The best way to move forward is to choose to move forward. For me, that means I’ll choose to love, including those with whom I disagree or don’t understand. I’ll choose to listen, including to ideas I find troublesome. I’ll choose to talk and read and learn and act. I’ll choose to lift up the little girl with a dream and tell her she’s valued, she’s equal, she matters and she can do whatever the heck she wants to do. I’ll keep choosing.
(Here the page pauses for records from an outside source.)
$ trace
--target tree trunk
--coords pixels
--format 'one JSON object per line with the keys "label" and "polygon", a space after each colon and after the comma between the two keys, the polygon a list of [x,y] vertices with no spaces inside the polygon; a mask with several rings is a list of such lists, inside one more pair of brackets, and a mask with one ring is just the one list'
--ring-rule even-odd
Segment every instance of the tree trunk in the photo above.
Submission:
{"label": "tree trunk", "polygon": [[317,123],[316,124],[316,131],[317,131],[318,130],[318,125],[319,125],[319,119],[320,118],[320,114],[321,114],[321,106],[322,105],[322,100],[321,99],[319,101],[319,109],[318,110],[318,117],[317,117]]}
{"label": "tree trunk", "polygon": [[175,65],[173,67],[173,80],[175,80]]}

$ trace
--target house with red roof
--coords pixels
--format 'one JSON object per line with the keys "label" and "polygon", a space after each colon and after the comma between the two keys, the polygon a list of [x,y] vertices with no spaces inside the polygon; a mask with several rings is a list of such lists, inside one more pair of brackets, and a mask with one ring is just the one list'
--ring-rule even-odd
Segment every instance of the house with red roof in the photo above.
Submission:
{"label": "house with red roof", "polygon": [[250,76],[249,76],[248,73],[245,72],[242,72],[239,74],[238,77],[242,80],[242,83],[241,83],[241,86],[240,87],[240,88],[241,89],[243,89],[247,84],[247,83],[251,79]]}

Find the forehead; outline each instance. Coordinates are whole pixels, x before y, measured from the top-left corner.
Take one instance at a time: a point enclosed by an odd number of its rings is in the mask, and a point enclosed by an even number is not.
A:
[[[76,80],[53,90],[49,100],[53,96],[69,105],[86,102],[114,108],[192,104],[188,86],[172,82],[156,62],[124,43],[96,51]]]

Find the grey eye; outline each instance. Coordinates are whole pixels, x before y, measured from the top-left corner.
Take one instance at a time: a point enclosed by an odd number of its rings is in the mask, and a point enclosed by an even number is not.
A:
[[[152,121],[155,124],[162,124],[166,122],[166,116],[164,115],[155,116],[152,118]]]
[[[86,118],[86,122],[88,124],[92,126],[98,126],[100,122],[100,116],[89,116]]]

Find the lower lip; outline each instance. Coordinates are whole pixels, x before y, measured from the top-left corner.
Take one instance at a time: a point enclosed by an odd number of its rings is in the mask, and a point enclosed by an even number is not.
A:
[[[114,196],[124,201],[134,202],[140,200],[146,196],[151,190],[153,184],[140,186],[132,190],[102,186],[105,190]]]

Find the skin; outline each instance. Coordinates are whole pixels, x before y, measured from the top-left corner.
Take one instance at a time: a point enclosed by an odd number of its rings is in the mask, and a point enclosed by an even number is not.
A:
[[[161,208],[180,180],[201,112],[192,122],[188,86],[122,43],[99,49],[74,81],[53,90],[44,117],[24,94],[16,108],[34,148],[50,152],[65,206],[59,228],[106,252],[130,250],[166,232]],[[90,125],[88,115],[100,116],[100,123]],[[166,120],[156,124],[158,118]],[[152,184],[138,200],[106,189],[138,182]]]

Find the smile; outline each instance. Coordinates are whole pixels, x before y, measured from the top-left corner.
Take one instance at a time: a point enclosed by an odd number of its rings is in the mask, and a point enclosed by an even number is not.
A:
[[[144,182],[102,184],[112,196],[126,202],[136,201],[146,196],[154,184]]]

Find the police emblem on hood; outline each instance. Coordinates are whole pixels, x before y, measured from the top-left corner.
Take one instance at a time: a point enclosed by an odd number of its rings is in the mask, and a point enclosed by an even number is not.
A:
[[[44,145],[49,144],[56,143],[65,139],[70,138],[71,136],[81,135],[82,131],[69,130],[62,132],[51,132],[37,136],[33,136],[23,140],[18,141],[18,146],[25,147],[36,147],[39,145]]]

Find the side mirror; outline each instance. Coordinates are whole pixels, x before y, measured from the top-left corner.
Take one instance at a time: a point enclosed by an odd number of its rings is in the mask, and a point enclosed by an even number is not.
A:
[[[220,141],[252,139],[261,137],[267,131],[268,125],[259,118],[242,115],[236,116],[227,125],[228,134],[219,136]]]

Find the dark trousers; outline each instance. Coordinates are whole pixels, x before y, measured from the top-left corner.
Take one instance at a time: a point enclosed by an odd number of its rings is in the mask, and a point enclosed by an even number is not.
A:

We have work to do. It’s going to take time to put this one behind us. But guess what, we all get play a part in that work. We get to choose how to move forward. For millions of people around the world, choosing isn’t a reality. Let’s not forget that. This isn’t Donald’s work. Or Hillary’s work. It’s all of ours. Let’s put on our big girl pants and choose to make the world a better place. Together.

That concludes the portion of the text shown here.